Linda.
Here is a case report on a treatment(Iressa+Herceptin) which appears to work well with a patient having a medical history close to yours:
Induction of remission in a patient with metastatic breast cancer refractory to trastuzumab and chemotherapy following treatment with gefitinib ('Iressa', ZD1839).
Schneeweiss A,
Kolay S,
Aulmann S,
Von Minckwitz G,
Torode J,
Koehler M,
Bastert G.
Departments of Gynecology and Obstetrics, University of Heidelberg, Heidelberg, Germany.

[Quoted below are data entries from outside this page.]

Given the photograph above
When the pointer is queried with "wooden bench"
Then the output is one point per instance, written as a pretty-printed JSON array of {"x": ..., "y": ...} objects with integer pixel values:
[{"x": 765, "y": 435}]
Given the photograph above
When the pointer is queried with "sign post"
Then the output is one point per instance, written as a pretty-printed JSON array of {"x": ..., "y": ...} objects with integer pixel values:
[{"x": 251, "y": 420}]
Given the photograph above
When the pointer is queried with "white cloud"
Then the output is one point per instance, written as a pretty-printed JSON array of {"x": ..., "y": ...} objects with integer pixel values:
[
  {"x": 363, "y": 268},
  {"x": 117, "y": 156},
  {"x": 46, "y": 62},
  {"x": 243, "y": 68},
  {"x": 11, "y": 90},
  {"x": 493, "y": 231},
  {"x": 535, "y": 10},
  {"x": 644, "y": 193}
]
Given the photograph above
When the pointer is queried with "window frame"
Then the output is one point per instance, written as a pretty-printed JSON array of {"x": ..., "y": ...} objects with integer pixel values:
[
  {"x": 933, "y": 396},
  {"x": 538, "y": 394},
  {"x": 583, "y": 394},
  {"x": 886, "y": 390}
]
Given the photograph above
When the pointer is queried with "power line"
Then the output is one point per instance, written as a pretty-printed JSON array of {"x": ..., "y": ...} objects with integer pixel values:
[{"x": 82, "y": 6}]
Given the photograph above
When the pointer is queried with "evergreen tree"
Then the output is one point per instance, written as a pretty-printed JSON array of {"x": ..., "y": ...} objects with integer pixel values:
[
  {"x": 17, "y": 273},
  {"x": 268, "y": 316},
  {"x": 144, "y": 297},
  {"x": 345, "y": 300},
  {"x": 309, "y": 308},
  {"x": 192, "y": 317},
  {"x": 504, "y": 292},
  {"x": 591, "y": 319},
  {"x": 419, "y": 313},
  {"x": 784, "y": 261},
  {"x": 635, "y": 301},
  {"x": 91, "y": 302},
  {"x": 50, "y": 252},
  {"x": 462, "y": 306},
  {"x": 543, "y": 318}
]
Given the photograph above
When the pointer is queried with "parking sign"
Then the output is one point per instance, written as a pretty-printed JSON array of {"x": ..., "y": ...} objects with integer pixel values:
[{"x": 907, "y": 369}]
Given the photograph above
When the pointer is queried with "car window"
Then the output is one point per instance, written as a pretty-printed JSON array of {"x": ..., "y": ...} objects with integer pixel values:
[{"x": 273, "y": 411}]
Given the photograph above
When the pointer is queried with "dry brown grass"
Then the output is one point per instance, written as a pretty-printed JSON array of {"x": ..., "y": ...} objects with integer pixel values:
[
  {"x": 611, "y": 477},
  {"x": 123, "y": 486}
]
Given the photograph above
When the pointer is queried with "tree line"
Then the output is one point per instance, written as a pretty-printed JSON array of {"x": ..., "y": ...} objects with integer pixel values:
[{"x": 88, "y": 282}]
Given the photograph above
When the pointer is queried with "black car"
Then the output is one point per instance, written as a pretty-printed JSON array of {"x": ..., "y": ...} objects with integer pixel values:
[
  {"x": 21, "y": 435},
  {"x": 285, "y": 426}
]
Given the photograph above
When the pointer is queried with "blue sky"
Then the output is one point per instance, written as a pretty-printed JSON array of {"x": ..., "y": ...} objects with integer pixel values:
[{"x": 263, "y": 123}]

andreas_schneeweiss@med.uni-heidelberg.de
Despite new therapies and several treatment options, metastatic breast cancer (MBC) remains incurable. One reason for the low median survival rate may be intense cross-talk between growth factor receptors such as the epidermal growth factor receptor (EGFR/HER1) and the HER2 growth factor receptor. This report describes the case history of a patient with MBC whose disease had progressed despite surgery, radiotherapy and four different chemotherapy regimens, including trastuzumab (a monoclonal antibody that specifically blocks HER2) combined with docetaxel. However, treatment with 500 mg/day gefitinib ('Iressa', ZD1839), an EGFR tyrosine kinase inhibitor, and trastuzumab (2 mg/kg/week)
caused a rapid and sustained regression of breast cancer metastases in skin and lymph nodes. Thus, for patients with MBC whose tumors co-express EGFR and HER2, gefitinib in combination with trastuzumab may prevent receptor cross-talk, improving the outcome of MBC.
P.S.
I found a case reported by an onc of a single patient who got skin mets after taking Doxil. There was no absolute certainty that doxil was the cause only a suspicion.